STILL STANDING: Ricky Stuart has had a tougher coaching journey than most but is rewarding Canberra's faith. (Photo by Mark Nolan/Getty Images)

O’Brien says he’s glad that the Knights didn’t make the finals this year, because it would have glossed over the team’s inadequacies.

But those problems were there for all to see early on, as Newcastle lost eight games from nine outings between March and May this year. Surely the time for change was then.

No coach who has become an NRL mainstay has had a record like O’Brien or Holbrook after three years.

Every current NRL coach with more than 100 games under their belt has a record in the vicinity of 50% - even the low 50’s like Stuart and Brad Arthur.

Demetriou and Fitzgibbon are comfortably over 50. Payten is yet to hit the mark but he draws closer every week – and his record shows a tangible improvement under his watch, something O’Brien and Holbrook have been left without after 2022.

After more than 60 games in charge of their teams, AOB has a win ratio nearing just 43%, while Holbrook’s is an atrocious 34%.

What's the secret to coaching success?

There are plenty of reasons a coach can succeed quickly. A talented and well-established playing group with a mix of youth and experience who are all willing to learn, the support of the club and community – but O’Brien has had all of those, far more than some Knights coaches have had in the past.

Being in grand finals – as an assistant – is no guarantee of success. But if you ask Bellamy, Robinson and most other NRL coaches who were assistants themselves at one point, it’s a valuable experience.

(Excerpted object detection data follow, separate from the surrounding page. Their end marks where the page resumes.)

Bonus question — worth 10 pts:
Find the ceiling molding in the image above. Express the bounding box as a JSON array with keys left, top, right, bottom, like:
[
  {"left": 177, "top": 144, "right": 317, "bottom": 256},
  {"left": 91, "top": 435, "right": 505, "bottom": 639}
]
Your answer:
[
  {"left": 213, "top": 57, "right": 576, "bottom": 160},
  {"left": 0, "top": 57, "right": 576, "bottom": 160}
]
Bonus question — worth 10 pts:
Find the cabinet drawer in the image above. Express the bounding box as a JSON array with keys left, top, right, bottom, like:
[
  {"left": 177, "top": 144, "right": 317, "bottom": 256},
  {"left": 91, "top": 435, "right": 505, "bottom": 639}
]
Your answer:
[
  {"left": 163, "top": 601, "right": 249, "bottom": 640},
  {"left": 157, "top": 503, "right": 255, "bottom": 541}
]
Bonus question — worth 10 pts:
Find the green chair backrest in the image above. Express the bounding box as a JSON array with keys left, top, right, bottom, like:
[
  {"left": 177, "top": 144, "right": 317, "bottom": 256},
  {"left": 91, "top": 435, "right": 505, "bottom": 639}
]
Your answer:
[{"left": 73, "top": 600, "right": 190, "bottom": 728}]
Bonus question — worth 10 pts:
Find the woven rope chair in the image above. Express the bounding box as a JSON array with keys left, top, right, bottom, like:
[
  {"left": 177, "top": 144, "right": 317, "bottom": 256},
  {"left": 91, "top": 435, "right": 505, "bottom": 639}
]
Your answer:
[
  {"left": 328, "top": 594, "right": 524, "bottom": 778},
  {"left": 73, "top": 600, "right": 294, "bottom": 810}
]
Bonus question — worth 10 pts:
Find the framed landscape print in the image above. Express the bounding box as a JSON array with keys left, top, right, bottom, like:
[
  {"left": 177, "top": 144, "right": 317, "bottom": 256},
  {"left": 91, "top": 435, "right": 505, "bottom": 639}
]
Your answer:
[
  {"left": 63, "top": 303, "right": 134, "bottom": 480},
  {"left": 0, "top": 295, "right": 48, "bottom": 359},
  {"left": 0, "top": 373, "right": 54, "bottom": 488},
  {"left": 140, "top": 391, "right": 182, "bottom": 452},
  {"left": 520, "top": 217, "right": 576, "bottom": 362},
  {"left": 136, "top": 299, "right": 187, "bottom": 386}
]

Winning lower grade honours or a Super League title is also no guarantee. The success of Michael Maguire (49%) at Wigan translated quickly into an NRL premiership (though he was sacked just this year so make of that what you will). Nathan Brown (41%) also won a Super League title, and he was also sacked this year.

Garth Brennan (30%) and Trent Barrett (31%) both emerged from a successful Panthers system that included lower grade success, and both have been fired from their last coaching job.

The fact that O’Brien has been to four grand finals and around such institutionalised success for so long, but can’t turn that into continued growth for a team after two and a half years, reads as a failing on his part.

It’s not something he would have wanted to draw attention to before he sat down for Sunday's press conference but the cat’s out of the bag now and it’s up to him to respond.

All we learn from looking at the game’s most successful coaches is that there is no straightforward template for NRL coaching success. You'd think after this time that O'Brien would have learned that, if he wasn't aware already.

There are a few common elements, sure, but there’s a lot that numbers don’t tell us.

It could be personality, it could be the individual approach, it could just be how paternal someone looks to a bunch of young men.

It could be all of those, it could be none. Whatever it is, Adam O’Brien looks to have lost it.

He might still get it back one day. I hope he does.

But when Mick Potter can help the Bulldogs develop more of an on-field identity in a matter of weeks than O’Brien has done in two-and-a-half years, the signs don’t look good.

Sure, the playing group matters. But for every coach that can't succeed without the right team, there's a team of individuals who can't succeed without the right coach.

Newcastle have one of the biggest name game-breakers in the NRL, they've got one of the most experienced packs in the competition and they've got a bunch of exciting young outside backs. They're no different to the majority of teams in the NRL, even Penrith.

Hopefully AOB’s fifth grand final is the only one we’ll need to talk about in future. But unless he really does 'coach the hell' out of this Knights side, it might not be in Newcastle.